Friday, November 20, 2009


People seem to believe that autumn means that plants are slowing down and ending their growth for the year. While this is true of many plants, there are others busily producing new growth. One of the most noticeable at Blue Jay Barrens is ragworts. This is a cluster of new leaves produced by the Golden Ragwort, Senecio aureus.

I love the look of fresh new leaves and those produced during cool weather seem to exhibit a special vibrancy. Here is an especially attractive leaf, with a deep green color and serrated margin. This leaf is busily capturing the sun’s energy for storage so it will be ready to tall spikes of yellow flowers in the spring.

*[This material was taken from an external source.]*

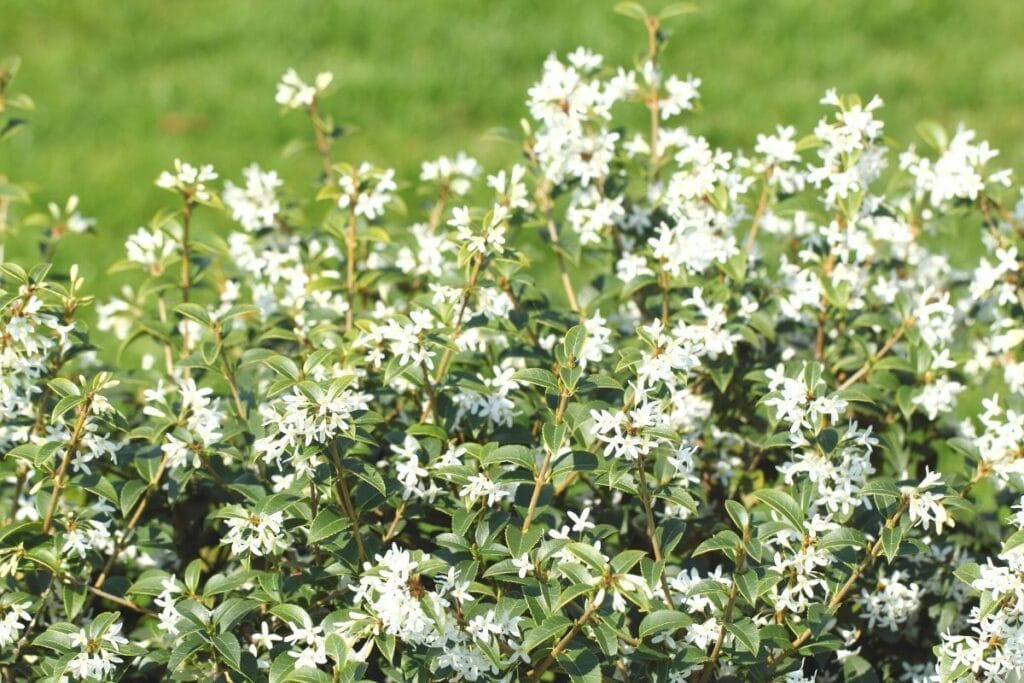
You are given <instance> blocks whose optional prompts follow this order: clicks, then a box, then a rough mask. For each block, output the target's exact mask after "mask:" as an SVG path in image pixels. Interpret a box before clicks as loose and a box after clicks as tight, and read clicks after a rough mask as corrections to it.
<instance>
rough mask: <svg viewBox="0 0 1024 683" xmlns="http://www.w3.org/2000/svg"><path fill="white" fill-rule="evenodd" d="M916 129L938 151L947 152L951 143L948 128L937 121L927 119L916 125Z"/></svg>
mask: <svg viewBox="0 0 1024 683" xmlns="http://www.w3.org/2000/svg"><path fill="white" fill-rule="evenodd" d="M914 131H916V133H918V135H920V136H921V139H923V140H924V141H925V143H926V144H928V145H929V146H930V147H932V148H933V150H935V151H936V152H945V150H946V147H947V146H948V145H949V135H948V133H946V129H945V128H943V127H942V124H940V123H939V122H937V121H932V120H930V119H929V120H925V121H922V122H920V123H919V124H918V125H916V126H914Z"/></svg>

Some of the summer leaves are still holding on, but they don’t seem to have the resistance to frost displayed by the new growth. I’m sure this leaf, now blemished and in decline, did its service to the plant through the summer months. I wonder if there is actually a chemical difference between cold season leaves and those of summer.

Another of the ragwort clan is Senecio obovatus, Round-leaved Ragwort. This is the host plant of the Northern Metalmark butterfly that I posted about last June. I need this plant to thrive so I can support more butterflies.

Late season growth doesn’t mean there aren’t insects ready to make a meal of the plant. It looks like some type of leaf miner was at work here. A little bit of leaf damage isn’t going to hurt the plant. A complete defoliation event could result in the plant using all of its stored energy in regrowing foliage at the expense of flowers.